Dagli accertamenti è inoltre risultato che l’uomo era già noto alle forze dell’ordine per reati contro il patrimonio e contro la persona, con segnalazioni anche per tentativi di adescamento ai danni di bambini. Sulla base degli elementi raccolti il Questore di Bolzano Giuseppe Ferrari ha disposto l’espulsione dal territorio nazionale, con accompagnamento al C.P.R. di Palazzo San Gervasio (Potenza). L’operazione è stata eseguita nella notte successiva dal personale del Commissariato.
Nel pomeriggio, un secondo intervento ha portato all’esecuzione di un ordine di carcerazione emesso dalla Procura della Repubblica di Bolzano. Gli agenti hanno rintracciato un cittadino straniero residente a Bressanone, destinatario di una condanna definitiva.

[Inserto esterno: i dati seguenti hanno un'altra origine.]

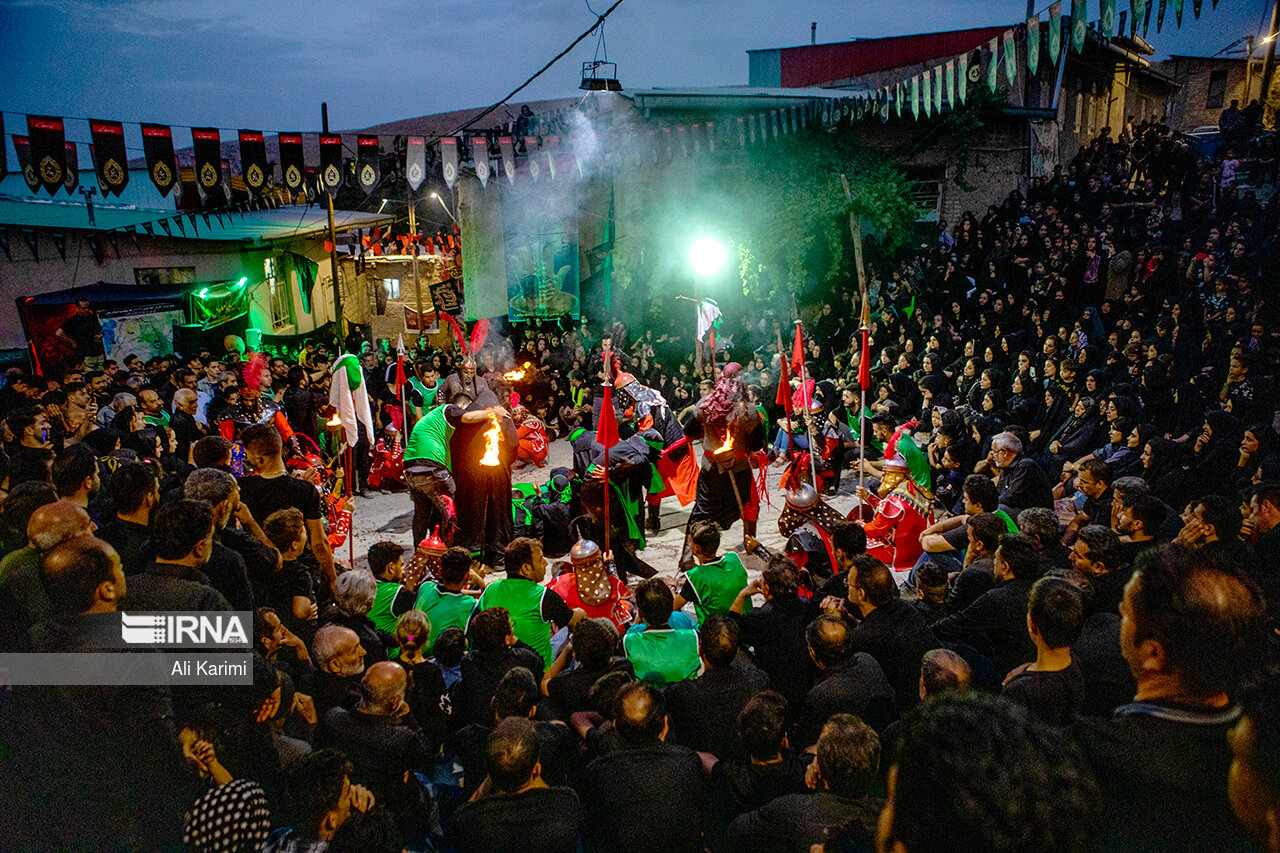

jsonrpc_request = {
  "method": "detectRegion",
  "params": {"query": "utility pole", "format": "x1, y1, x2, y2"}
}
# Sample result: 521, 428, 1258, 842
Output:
320, 101, 344, 338
1258, 0, 1280, 120
408, 188, 425, 350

L’arresto ha reso effettiva una pena residua di 2 anni, 9 mesi e 23 giorni di reclusione, oltre a una sanzione pecuniaria di 600 euro. L’operazione, condotta nel rispetto delle procedure, conclude un percorso giudiziario complesso e garantisce l’esecuzione del provvedimento dell’autorità giudiziaria.
La Polizia di Stato sottolinea come queste attività rientrino in un impegno quotidiano volto a garantire sicurezza, legalità e una presenza costante sul territorio, contribuendo all’allontanamento di soggetti responsabili di condotte illecite e rafforzando la fiducia della comunità nell’azione delle istituzioni.